Najat VB et Armelle Carminati150Rendez-vous dans quelques mois : les engagements pour l’égalité professionnelle pris mardi matin par 16 entreprises avec Najat-Vallaud Belkacem seront-ils tenus ?


 

Mardi matin, au Palais Brongniart, la ministre des Droits des femmes, Najat Vallaud-Belkacem, réunissait plusieurs dirigeants d’entreprise pour leur faire prendre des engagements afin de casser le plafond de verre, cette paroi à peine visible mais solide qui empêche les femmes d’atteindre les postes de direction.
Première bonne nouvelle : beaucoup de dirigeants étaient venus en personne alors qu’ils ont plutôt l’habitude d’envoyer des seconds couteaux sur le sujet. Deuxième bonne nouvelle : ils avaient l’air de prendre la question au sérieux. Comme l’a fait remarquer une personne dans cette salle connectée où chacun pouvait envoyer un message sur grand écran : « Quand on parle de ce sujet, ce qui a changé c’est qu’on ne rigole plus. » Et c’est un grand pas en avant.

16 conventions avec : Accenture, Accor, Air France, Areva, BNP Paribas, Carrefour, Coca-Cola, EADS, EDF, GDF, La Poste,  Microsoft, Schneider Electric, SNCF, TOTAL, Véolia.

Lacunes

Inévitablement, à la tribune, quelques petites ou grosses bourdes malheureuses ont renforcé le plafond de verre au lieu de le briser. Un chef d’entreprise pense que nommer une femme est un acte de courage. Une intervenante rapporte que, selon un autre, des femmes aux comités de direction, ça permet de « joindre l’utile à l’agréable ». Le représentant d’EADS, la dernière entreprise du CAC 40 à avoir fait rentrer une femme dans son Conseil d’administration, a encore quelques lacunes. Il se souvient qu’une femme manager ne voulait pas nommer une autres femmes et en tire une généralité su rle mode « ha les femmes entre elles ».
Inévitablement, quelques discours embarrassés sur la « complémentarité » entre hommes et femmes sont venus émailler les débats. Les dirigeants n’ayant pas encore perçu les dangers de cette notion qui peut aboutir à garder les hommes aux postes de chefs et les femmes assistantes… c’est complémentaire.  
Autre épine dans les escarpins : certains intervenants estiment que les femmes doivent apporter quelque-chose de nouveau, de différent pour justifier leur présence… ce qu’on ne demande pas à un homme.
La conférence a cependant évité le lamento sur l’air de « il n’y a pas de femmes dans les viviers », la ministre ayant dit, dès son discours d’introduction, que c’était une insulte à la raison, compte tenu du haut niveau d’études des femmes depuis longtemps.
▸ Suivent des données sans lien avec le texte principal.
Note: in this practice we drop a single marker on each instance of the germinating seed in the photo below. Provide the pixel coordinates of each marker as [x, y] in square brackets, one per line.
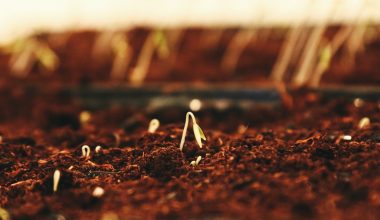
[85, 151]
[364, 122]
[98, 192]
[153, 125]
[98, 149]
[56, 177]
[347, 137]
A côté de ces dérapages, il y a eu aussi des remarques pertinentes sur la culpabilisation permanente des femmes. Comme celle-ci de Jean-Pierre Jouyet, Directeur général de la Caisse des dépôts et consignations : « A chaque fois qu’une femme demande l’égalité des droits, la démarche est considérée comme une revendication. Pourquoi ? » Une bonne question qui résume les résistances à considérer les femmes comme légitimes aux plus hauts niveaux dans l’entreprise.

Engagements et pression douce

Pas sûr que les dirigeants aient pris la mesure de l’enjeu de transformation culturelle que représente l’égalité professionnelle, mais ils ont pris des engagements pour l’égalité en signant une convention avec la ministre. Chaque entreprise ayant rédigé la sienne.
Avec des objectifs chiffrés. Accor s’engage à avoir 40 % des femmes dans les organes de direction en 2017, Coca-Cola 35 %, La Poste 30 %. Carrefour vise les 20 %. EDF promet de  féminiser ses comités de direction à hauteur de 23 % en 2014.
Les entreprises travaillent aussi sur la question du congé de maternité et promettent de soutenir les femmes. Elles s’engagent à sensibiliser les jeunes filles pour qu’elles s’orientent vers des métiers dits masculins…  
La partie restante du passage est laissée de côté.